Taking 90% of the constructed dataframe.
sample_1 <- sample.split(sh_df$spam, .90)
train_samp <- subset(sh_df, sample_1 == T)
test_samp <- subset(sh_df, sample_1 == F)
spam_p1 <- glm(spam ~., data = train_samp, family = "binomial")
## Warning: glm.fit: fitted probabilities numerically 0 or 1 occurred
summary(spam_p1)
##
## Call:
## glm(formula = spam ~ ., family = "binomial", data = train_samp)
##
## Coefficients:
## Estimate Std. Error z value Pr(>|z|)
## (Intercept) 0.726588 0.109556 6.632 3.31e-11 ***
## can 0.433967 0.061667 7.037 1.96e-12 ***
## com -0.001801 0.003045 -0.591 0.5544
## enron -17.935951 258.084733 -0.069 0.9446
## gas -0.269415 0.061235 -4.400 1.08e-05 ***
## hpl -19.889019 584.634163 -0.034 0.9729
## know -0.947623 0.104991 -9.026 < 2e-16 ***
## please -0.271592 0.056762 -4.785 1.71e-06 ***
## subject -0.190311 0.092210 -2.064 0.0390 *
## thanks -1.944211 0.134145 -14.493 < 2e-16 ***
## will -0.074573 0.033524 -2.224 0.0261 *
## ---
## Signif. codes: 0 '***' 0.001 '**' 0.01 '*' 0.05 '.' 0.1 ' ' 1
##
## (Dispersion parameter for binomial family taken to be 1)
##
## Null deviance: 5603.6 on 4653 degrees of freedom
## Residual deviance: 3278.9 on 4643 degrees of freedom
## AIC: 3300.9
##
## Number of Fisher Scoring iterations: 21
spam_predicted <- predict(spam_p1, type = "response")
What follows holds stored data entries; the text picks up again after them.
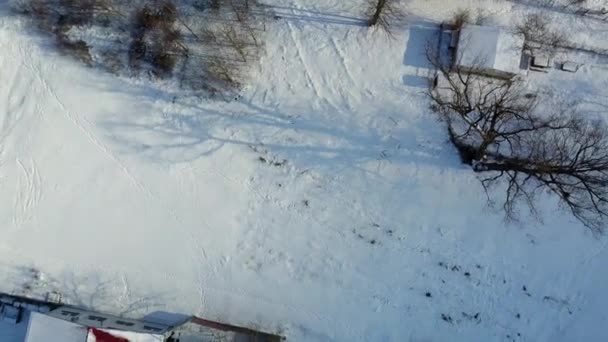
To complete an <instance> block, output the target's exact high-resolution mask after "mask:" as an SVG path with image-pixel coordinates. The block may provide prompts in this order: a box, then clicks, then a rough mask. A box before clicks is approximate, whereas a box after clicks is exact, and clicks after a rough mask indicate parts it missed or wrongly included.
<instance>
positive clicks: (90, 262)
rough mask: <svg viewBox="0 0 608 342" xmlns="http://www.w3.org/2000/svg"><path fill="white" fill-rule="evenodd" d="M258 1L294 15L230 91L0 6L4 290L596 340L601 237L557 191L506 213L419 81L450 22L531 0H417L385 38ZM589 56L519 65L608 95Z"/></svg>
mask: <svg viewBox="0 0 608 342" xmlns="http://www.w3.org/2000/svg"><path fill="white" fill-rule="evenodd" d="M266 2H267V3H268V4H270V5H273V6H276V7H275V9H274V10H275V12H276V13H277V14H278V15H280V16H282V17H283V18H282V19H277V20H273V21H271V22H270V23H269V24H268V27H267V31H268V32H267V43H266V44H267V47H266V52H265V55H264V57H263V58H262V60H261V61H260V62H259V63H258V64H257V65H256V66H255V70H254V75H253V77H252V80H251V82H249V85H248V86H247V88H246V89H245V90H244V91H243V97H242V98H241V99H239V100H238V101H233V102H229V103H226V102H213V101H209V100H203V99H197V98H184V97H180V96H179V93H178V90H175V89H173V88H172V87H171V86H170V85H162V84H160V85H159V84H157V83H151V82H149V81H147V80H139V81H134V80H129V79H123V78H117V77H114V76H112V75H108V74H105V73H102V72H100V71H98V70H95V69H91V68H86V67H83V66H81V65H79V64H78V63H75V62H74V61H72V60H70V59H69V58H66V57H62V56H59V55H58V54H57V53H56V52H54V50H53V48H52V46H51V44H50V43H49V41H48V40H45V39H44V38H43V37H40V36H39V35H38V34H36V33H35V32H32V31H31V30H29V29H28V26H27V25H25V24H24V23H23V22H22V21H21V19H19V18H17V17H15V16H12V15H9V14H8V13H7V11H6V10H3V12H2V15H1V16H0V48H1V49H0V76H1V78H2V86H1V87H0V234H1V236H2V238H1V239H0V260H1V264H0V279H2V281H0V291H5V292H16V293H22V294H26V295H31V296H42V295H44V294H45V293H46V292H49V291H54V290H56V291H59V292H61V293H62V295H63V299H64V301H67V302H70V303H72V304H75V305H80V306H85V307H90V308H95V309H98V310H103V311H109V312H114V313H117V314H123V315H128V316H142V315H146V314H149V313H153V312H158V311H164V312H175V313H184V314H196V315H199V316H203V317H205V318H208V319H213V320H219V321H224V322H228V323H231V324H237V325H244V326H248V327H252V328H258V329H261V330H264V331H269V332H275V333H280V334H282V335H284V336H286V337H287V338H288V340H290V341H535V342H539V341H551V342H553V341H605V340H606V336H607V333H606V330H605V328H604V327H605V326H606V323H607V322H608V312H607V311H606V310H605V308H606V307H608V294H607V291H606V289H607V288H608V274H607V273H606V272H604V270H605V266H606V260H607V258H608V250H607V249H606V238H605V237H596V236H593V235H592V234H590V233H589V232H588V231H587V230H586V229H585V228H584V227H582V226H581V224H579V223H577V222H576V221H574V220H573V219H572V218H571V217H570V216H569V215H568V214H566V213H562V212H561V211H558V210H557V209H556V207H555V203H553V201H551V200H550V199H548V200H546V201H545V202H546V205H545V206H543V209H544V213H543V214H544V215H543V217H544V222H543V223H539V222H536V221H534V220H524V221H523V222H524V223H522V224H520V225H506V224H505V223H504V222H503V221H502V216H501V214H500V212H497V211H495V210H492V209H490V208H488V207H487V206H486V201H485V194H484V192H483V189H482V188H481V186H480V184H479V182H478V180H477V179H476V178H475V175H474V174H473V173H472V172H471V170H470V169H469V168H467V167H465V166H463V165H461V164H460V163H459V161H458V158H457V156H456V153H455V151H454V150H453V149H452V148H451V147H450V145H449V144H448V143H447V142H446V136H445V133H444V130H443V126H442V125H441V123H439V122H438V121H437V120H436V119H435V117H434V116H433V115H432V114H431V113H430V111H429V110H428V102H427V100H426V99H425V97H424V95H423V92H424V89H425V87H426V77H427V76H428V74H429V66H428V65H427V63H426V62H425V59H424V51H425V46H426V41H427V39H431V38H433V37H434V35H435V33H436V30H437V26H436V23H437V22H438V21H439V20H442V19H446V18H447V17H448V16H449V14H450V13H452V12H453V11H454V10H455V9H457V8H461V7H466V6H468V7H471V8H484V9H485V10H486V11H487V13H489V14H490V17H491V19H490V20H491V21H492V24H495V25H506V26H508V25H512V24H513V23H514V22H515V21H516V20H518V19H519V18H521V14H522V13H526V12H527V11H531V10H533V9H531V8H528V7H525V6H519V5H516V4H514V3H511V2H506V1H499V0H496V1H490V0H488V1H482V0H479V1H472V0H471V1H444V0H412V1H409V2H407V8H408V20H407V24H406V25H405V26H404V27H400V28H398V29H396V30H395V32H394V38H392V39H390V38H383V36H382V35H378V34H374V33H372V32H370V31H368V30H367V29H366V28H365V27H362V26H361V25H359V22H358V21H356V20H354V19H352V18H357V17H360V14H359V9H360V8H361V3H362V2H363V1H360V0H349V1H344V0H306V1H305V0H284V1H279V0H272V1H271V0H267V1H266ZM552 15H554V16H555V17H556V18H557V19H559V20H558V22H559V23H561V24H562V25H564V27H571V28H573V30H575V31H574V32H576V33H573V35H576V37H577V38H579V39H578V41H580V42H585V43H589V44H596V45H597V46H601V45H602V44H606V43H605V42H606V41H608V40H607V39H605V38H606V32H608V30H606V28H607V26H606V24H605V23H599V22H595V21H593V22H587V21H585V20H583V19H580V18H572V16H569V15H565V14H561V13H552ZM598 27H599V28H601V29H598ZM585 63H586V64H585V65H584V66H583V67H581V69H579V71H578V72H577V73H574V74H572V73H559V72H557V71H556V72H552V73H549V74H543V75H540V74H537V75H532V74H531V75H530V76H529V77H530V80H531V83H532V84H533V85H534V84H535V83H536V84H539V86H540V85H542V89H543V91H544V92H545V93H546V94H547V96H548V97H549V98H555V99H558V98H576V99H578V100H581V101H588V102H589V103H591V102H593V103H605V98H604V97H603V96H602V92H603V89H605V88H606V84H607V80H608V70H607V69H606V66H605V65H600V64H599V62H598V63H596V64H593V63H591V62H585ZM174 98H175V101H173V99H174ZM602 101H604V102H602ZM260 157H263V158H264V160H266V162H262V161H261V160H260ZM283 160H285V161H286V162H285V163H284V165H282V166H281V165H273V163H276V164H283V162H282V161H283ZM33 269H35V270H39V271H32V270H33ZM427 293H428V295H427Z"/></svg>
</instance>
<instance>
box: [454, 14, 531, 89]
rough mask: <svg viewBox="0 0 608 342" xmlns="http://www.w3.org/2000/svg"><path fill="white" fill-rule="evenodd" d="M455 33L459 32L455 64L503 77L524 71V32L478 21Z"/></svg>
mask: <svg viewBox="0 0 608 342" xmlns="http://www.w3.org/2000/svg"><path fill="white" fill-rule="evenodd" d="M455 34H457V35H458V43H457V46H456V52H455V55H454V67H455V68H460V69H463V70H466V71H469V72H474V73H479V74H484V75H487V76H491V77H497V78H506V79H509V78H512V77H514V76H516V75H520V74H525V73H526V69H525V68H524V69H522V68H521V67H520V66H521V65H522V54H523V49H524V41H525V39H524V36H523V35H521V34H517V33H514V32H511V31H508V30H505V29H502V28H498V27H488V26H479V25H464V26H463V27H462V28H460V30H459V31H456V32H455Z"/></svg>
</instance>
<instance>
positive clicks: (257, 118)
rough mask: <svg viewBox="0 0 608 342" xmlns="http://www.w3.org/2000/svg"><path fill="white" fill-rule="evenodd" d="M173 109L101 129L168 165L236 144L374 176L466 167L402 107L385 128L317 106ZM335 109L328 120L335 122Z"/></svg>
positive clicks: (248, 104) (383, 121)
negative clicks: (398, 172) (387, 174)
mask: <svg viewBox="0 0 608 342" xmlns="http://www.w3.org/2000/svg"><path fill="white" fill-rule="evenodd" d="M157 101H158V100H157ZM168 108H171V109H170V110H165V111H164V112H162V113H157V114H154V113H150V112H147V111H146V112H142V113H133V114H129V115H124V114H122V113H115V114H113V115H111V116H108V118H107V119H105V120H104V121H101V122H98V124H99V125H100V126H101V127H102V128H103V130H104V131H105V132H106V137H107V138H108V139H109V140H111V141H112V142H113V144H114V146H115V147H116V148H117V149H119V151H120V152H122V153H128V154H136V155H138V156H140V157H144V158H146V159H148V160H150V161H152V162H159V163H163V164H165V163H181V162H190V161H193V160H196V159H199V158H204V157H208V156H211V155H213V154H214V153H216V152H218V151H219V150H220V149H222V148H223V147H227V146H232V147H241V148H244V149H247V150H248V151H250V152H252V153H258V152H259V151H261V150H262V151H265V152H264V153H266V152H267V153H271V154H273V155H274V156H276V158H277V159H278V160H286V161H288V162H289V163H290V164H292V165H297V166H299V167H302V168H311V167H312V168H320V169H328V170H329V169H331V170H333V171H335V170H336V169H340V170H342V169H359V170H362V171H364V172H366V173H369V172H370V169H371V168H372V167H371V166H377V167H380V166H382V165H386V164H391V165H396V166H398V165H403V164H427V165H433V166H436V167H440V168H446V167H454V165H458V163H454V162H453V160H452V159H454V158H455V157H454V158H451V157H450V156H452V157H453V156H454V154H453V153H451V151H445V147H446V146H449V145H447V144H446V143H445V140H444V139H443V134H442V131H441V129H442V128H441V125H439V124H437V122H436V121H435V120H434V119H433V117H432V116H430V115H429V116H428V117H426V116H424V117H420V118H418V119H412V120H411V121H412V122H405V121H403V122H402V120H401V119H399V118H400V117H401V116H402V110H403V109H401V108H395V109H394V111H393V112H392V113H391V112H390V111H389V112H388V113H387V109H386V108H384V109H383V110H384V111H383V112H379V113H378V117H382V118H383V119H382V120H384V121H383V128H382V129H377V128H369V127H352V126H342V125H341V124H339V123H335V122H325V121H324V120H319V119H315V118H313V116H312V115H311V113H310V112H307V111H309V110H310V109H298V108H289V109H285V108H281V109H280V110H279V109H277V108H273V107H260V106H257V105H254V104H251V103H245V102H239V101H234V102H231V103H211V102H200V100H199V101H187V100H184V101H182V100H177V101H175V102H174V103H172V104H171V105H169V107H168ZM334 111H336V109H332V112H328V114H327V115H321V116H320V117H322V118H328V117H332V115H329V114H330V113H333V112H334ZM286 112H288V113H286ZM391 114H392V115H391ZM316 117H317V118H318V117H319V116H316ZM395 118H397V119H395ZM378 120H380V119H378ZM437 137H439V138H437ZM254 158H255V157H254ZM264 158H266V157H264ZM454 160H455V159H454ZM279 164H280V163H279Z"/></svg>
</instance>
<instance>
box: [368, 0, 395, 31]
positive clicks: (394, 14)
mask: <svg viewBox="0 0 608 342" xmlns="http://www.w3.org/2000/svg"><path fill="white" fill-rule="evenodd" d="M398 5H399V0H368V9H367V12H366V14H367V17H368V18H369V19H368V20H367V25H368V26H370V27H372V26H376V27H379V28H381V29H383V30H384V31H386V32H390V29H391V26H392V25H393V22H394V21H395V20H396V19H398V18H399V17H401V15H402V13H401V11H400V9H399V7H398Z"/></svg>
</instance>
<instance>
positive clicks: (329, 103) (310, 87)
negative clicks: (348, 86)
mask: <svg viewBox="0 0 608 342" xmlns="http://www.w3.org/2000/svg"><path fill="white" fill-rule="evenodd" d="M287 28H288V29H289V37H290V38H291V40H292V41H293V44H294V46H295V47H296V58H297V59H298V60H299V61H300V64H302V67H303V68H304V76H305V78H306V83H308V86H309V87H310V88H312V90H313V92H314V93H315V96H316V97H317V98H318V99H319V100H322V101H324V102H326V103H327V104H329V105H330V106H332V107H336V106H335V105H334V104H332V103H331V102H330V101H329V100H328V99H327V98H326V97H324V96H322V95H321V92H320V91H319V86H318V85H317V83H316V82H315V81H314V79H313V77H312V75H311V73H310V66H309V64H308V63H307V62H306V59H305V58H304V55H303V52H302V51H303V50H304V49H303V48H302V46H301V45H300V43H299V42H298V39H297V38H296V36H295V30H294V28H293V25H292V24H291V23H290V22H287Z"/></svg>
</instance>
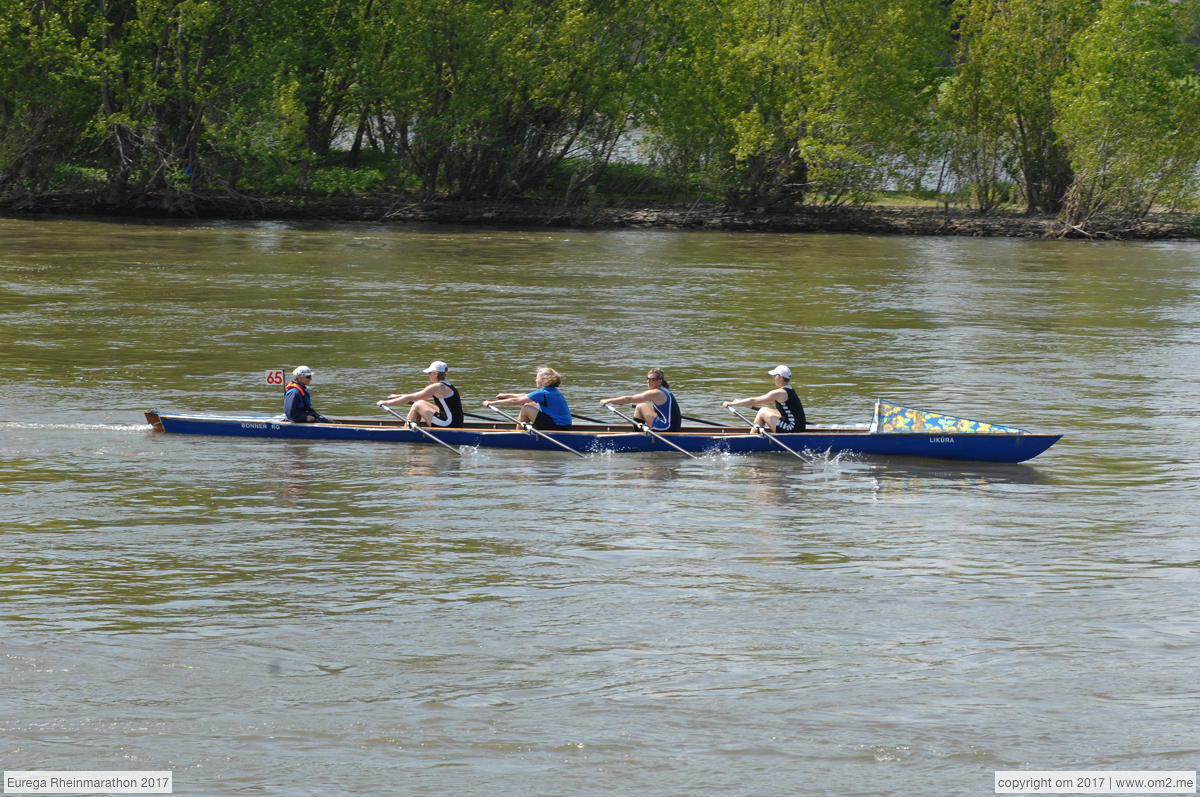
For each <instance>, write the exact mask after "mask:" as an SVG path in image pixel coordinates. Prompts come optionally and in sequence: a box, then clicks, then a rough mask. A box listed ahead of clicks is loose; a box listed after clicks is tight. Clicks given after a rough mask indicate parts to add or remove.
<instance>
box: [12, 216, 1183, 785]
mask: <svg viewBox="0 0 1200 797" xmlns="http://www.w3.org/2000/svg"><path fill="white" fill-rule="evenodd" d="M1198 332H1200V244H1192V242H1184V244H1087V242H1079V241H1070V242H1064V241H1054V242H1050V241H1015V240H971V239H929V238H871V236H848V235H767V234H763V235H740V234H707V233H664V232H616V233H581V232H547V230H534V232H515V230H506V232H488V230H480V229H455V228H420V227H395V228H389V227H367V226H362V227H358V226H336V227H302V226H289V224H271V223H262V224H228V223H209V224H186V226H185V224H157V223H106V222H92V221H89V222H68V221H50V220H37V221H29V220H18V221H13V220H0V368H2V372H4V376H5V384H4V390H2V391H0V507H2V508H4V511H2V519H0V525H2V526H0V528H2V531H0V635H2V636H0V640H2V642H0V765H2V768H4V769H173V771H174V773H175V793H184V795H242V793H247V795H385V793H413V795H440V793H462V795H601V793H620V795H785V793H804V795H983V793H991V791H992V777H994V774H992V773H994V772H995V771H997V769H1152V771H1153V769H1175V771H1178V769H1184V771H1187V769H1196V768H1198V767H1200V738H1198V733H1196V705H1198V699H1200V688H1198V685H1196V684H1198V683H1200V664H1198V661H1200V646H1198V631H1200V622H1198V611H1196V606H1198V598H1200V588H1198V564H1200V557H1198V553H1196V550H1198V544H1200V535H1198V526H1200V523H1198V520H1196V517H1198V516H1200V501H1198V491H1200V486H1198V485H1200V465H1198V461H1200V457H1198V454H1196V445H1198V442H1200V413H1198V409H1196V407H1198V399H1196V396H1198V394H1200V376H1198V365H1196V364H1198V362H1200V343H1198V342H1196V341H1198ZM434 358H439V359H445V360H448V361H449V362H450V364H451V374H452V376H454V378H455V380H456V383H457V384H458V385H460V388H461V389H462V390H463V392H464V395H466V396H467V399H468V401H469V402H470V403H474V405H476V406H478V402H479V401H480V400H482V399H485V397H491V395H492V394H494V392H496V391H497V390H516V389H528V388H530V386H532V373H533V371H534V368H535V367H536V366H539V365H542V364H546V365H553V366H554V367H557V368H558V370H559V371H562V372H563V373H564V376H565V383H564V390H565V392H566V395H568V397H569V400H570V401H571V402H572V408H574V409H575V411H576V412H581V413H584V414H589V413H594V414H602V413H604V411H602V409H600V408H599V407H596V400H599V399H601V397H604V396H610V395H614V394H620V392H628V391H632V390H635V389H641V384H642V382H641V379H640V377H641V376H642V374H643V373H644V370H646V368H648V367H655V366H659V367H664V368H665V370H666V371H667V374H668V377H670V379H671V382H672V386H674V388H676V389H677V392H678V394H679V395H680V401H682V403H683V406H684V411H685V412H686V413H690V414H694V415H704V417H709V418H721V413H720V401H721V400H724V399H731V397H736V396H742V395H751V394H758V392H763V391H764V390H767V389H769V386H770V383H769V377H767V376H766V371H767V370H768V368H769V367H770V366H773V365H775V364H778V362H785V364H788V365H791V366H792V368H793V371H794V374H796V376H794V384H797V386H798V388H799V391H800V394H802V396H803V399H804V401H805V406H806V407H808V409H809V415H810V418H811V419H812V420H815V421H817V423H830V421H846V423H866V421H868V420H870V412H871V402H872V400H874V399H875V397H877V396H883V397H890V399H894V400H898V401H900V402H902V403H910V405H914V406H918V407H925V408H929V409H937V411H942V412H948V413H954V414H962V415H967V417H971V418H979V419H984V420H990V421H995V423H1002V424H1013V425H1018V426H1022V427H1026V429H1031V430H1037V431H1055V432H1062V433H1064V435H1066V437H1064V439H1063V441H1062V442H1061V443H1060V444H1057V445H1056V447H1054V448H1052V449H1050V451H1048V453H1046V454H1044V455H1042V456H1040V457H1038V459H1037V460H1033V461H1032V462H1028V463H1026V465H1020V466H996V465H980V463H953V462H940V461H905V460H871V459H863V457H848V456H841V457H829V456H824V455H810V456H808V457H806V459H805V460H803V461H802V460H797V459H794V457H790V456H786V455H780V456H768V455H761V456H754V457H731V456H709V457H704V459H702V460H700V461H692V460H686V459H683V457H682V456H679V457H677V456H670V455H666V454H658V455H592V456H588V457H587V459H576V457H572V456H570V455H566V454H563V455H558V454H553V453H524V451H496V450H476V451H468V453H467V455H466V456H463V457H461V459H458V457H455V456H454V455H452V454H450V453H449V451H445V450H443V449H438V448H433V447H421V445H410V447H406V445H385V444H354V443H316V442H314V443H305V442H277V441H276V442H272V441H253V439H222V438H205V437H174V436H164V435H155V433H151V432H149V431H148V427H146V426H145V425H144V421H143V418H142V411H144V409H146V408H151V407H155V408H158V409H163V411H172V409H174V411H198V412H244V411H253V412H277V411H278V407H280V395H278V390H277V389H272V388H268V386H266V385H265V384H264V378H263V372H264V370H266V368H272V367H288V368H290V367H292V366H294V365H296V364H300V362H305V364H307V365H311V366H312V367H313V368H314V370H316V371H317V377H316V379H314V382H313V389H314V401H316V405H317V407H318V408H319V409H322V411H323V412H325V413H326V414H359V415H368V417H370V415H373V414H377V411H376V408H374V406H373V402H374V400H376V399H379V397H382V396H384V395H386V394H388V392H392V391H398V390H404V391H407V390H412V389H415V388H416V386H419V385H421V384H422V383H424V377H422V374H421V373H420V368H422V367H424V366H425V365H426V364H427V362H428V361H430V360H432V359H434Z"/></svg>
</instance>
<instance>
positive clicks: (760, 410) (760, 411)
mask: <svg viewBox="0 0 1200 797" xmlns="http://www.w3.org/2000/svg"><path fill="white" fill-rule="evenodd" d="M779 419H780V414H779V411H778V409H775V408H774V407H763V408H762V409H760V411H758V414H757V415H755V418H754V423H756V424H758V425H760V426H766V427H767V431H769V432H774V431H775V425H776V424H779Z"/></svg>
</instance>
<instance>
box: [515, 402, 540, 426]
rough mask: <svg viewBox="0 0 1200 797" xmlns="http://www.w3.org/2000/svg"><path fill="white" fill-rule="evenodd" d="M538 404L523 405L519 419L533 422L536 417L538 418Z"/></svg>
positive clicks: (518, 416) (523, 422) (518, 418)
mask: <svg viewBox="0 0 1200 797" xmlns="http://www.w3.org/2000/svg"><path fill="white" fill-rule="evenodd" d="M538 412H539V411H538V405H523V406H522V407H521V413H520V414H518V415H517V420H520V421H522V423H524V424H532V423H533V421H534V419H535V418H538Z"/></svg>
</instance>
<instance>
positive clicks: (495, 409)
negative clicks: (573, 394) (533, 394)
mask: <svg viewBox="0 0 1200 797" xmlns="http://www.w3.org/2000/svg"><path fill="white" fill-rule="evenodd" d="M488 409H491V411H492V412H493V413H497V414H499V415H504V417H505V418H508V419H509V420H511V421H512V423H514V424H516V425H517V426H520V427H521V429H523V430H524V431H527V432H529V433H532V435H536V436H538V437H545V438H546V439H547V441H550V442H551V443H553V444H554V445H557V447H559V448H564V449H566V450H568V451H570V453H571V454H574V455H576V456H582V457H587V455H586V454H582V453H580V451H576V450H575V449H572V448H571V447H570V445H568V444H566V443H560V442H558V441H556V439H554V438H553V437H551V436H550V435H546V433H544V432H542V431H541V430H540V429H534V427H533V424H527V423H524V421H523V420H517V419H516V418H514V417H512V415H510V414H508V413H506V412H503V411H500V409H497V408H496V407H488Z"/></svg>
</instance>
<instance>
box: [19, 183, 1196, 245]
mask: <svg viewBox="0 0 1200 797" xmlns="http://www.w3.org/2000/svg"><path fill="white" fill-rule="evenodd" d="M0 212H2V214H5V215H10V216H34V215H55V216H118V217H144V218H151V217H156V218H164V217H175V218H230V220H292V221H360V222H379V223H404V222H424V223H444V224H480V226H491V227H559V228H582V229H620V228H646V229H652V228H661V229H710V230H739V232H750V230H757V232H781V233H870V234H880V235H973V236H1016V238H1056V236H1067V238H1094V239H1105V240H1134V239H1141V240H1151V239H1200V217H1194V216H1175V215H1172V216H1154V217H1150V218H1146V220H1142V221H1140V222H1135V223H1128V222H1122V221H1116V220H1102V221H1099V222H1096V223H1093V224H1091V226H1088V227H1087V228H1086V229H1064V228H1063V226H1062V223H1061V222H1058V221H1057V220H1056V218H1054V217H1049V216H1045V217H1038V216H1025V215H1019V214H995V215H990V216H978V215H973V214H971V212H967V211H964V210H955V209H952V210H948V211H947V210H935V209H928V208H895V206H866V208H859V209H836V210H826V209H811V208H810V209H805V208H802V209H797V210H794V211H791V212H755V211H745V210H731V209H728V208H724V206H712V205H707V206H706V205H661V206H636V208H635V206H575V208H566V206H563V205H556V204H553V203H542V202H536V200H529V199H510V200H505V202H503V203H496V202H420V200H414V199H413V198H412V197H402V196H371V197H334V198H250V197H191V198H188V200H187V202H186V203H184V204H176V205H175V206H174V208H173V209H169V210H168V209H164V206H163V203H162V202H161V200H158V199H151V200H150V202H145V203H139V204H128V205H113V204H108V203H106V202H104V200H103V199H102V197H101V196H100V194H86V193H46V194H11V196H5V197H0Z"/></svg>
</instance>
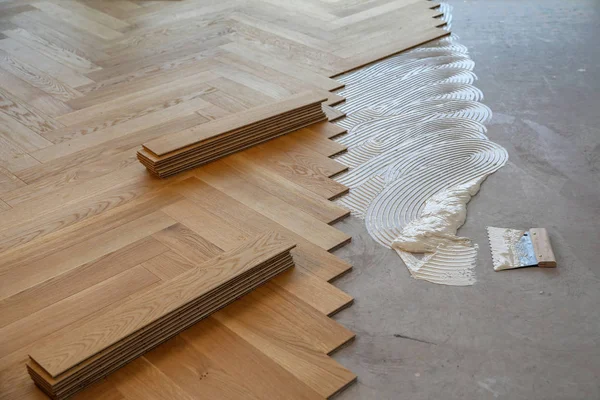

table(train_samp$spam, spam_predicted > 0.05)
##
## FALSE TRUE
## 0 1934 1371
## 1 13 1336
At the current outset, the model is 70.6% accurate when looking for spam
(1953+1334)/nrow(train_samp)
## [1] 0.7062742
##Conclusion: The model created can be used with the spam mails dataset from Kaggle to predict how new documents can be classified. At the current confidence level 95%, the model is trained to be 70.6% accurate when evaluating spam and non spam mail. I tinkered with different sample sizes and confidence levels for awhile. However around 70% seemed to be the best I could get.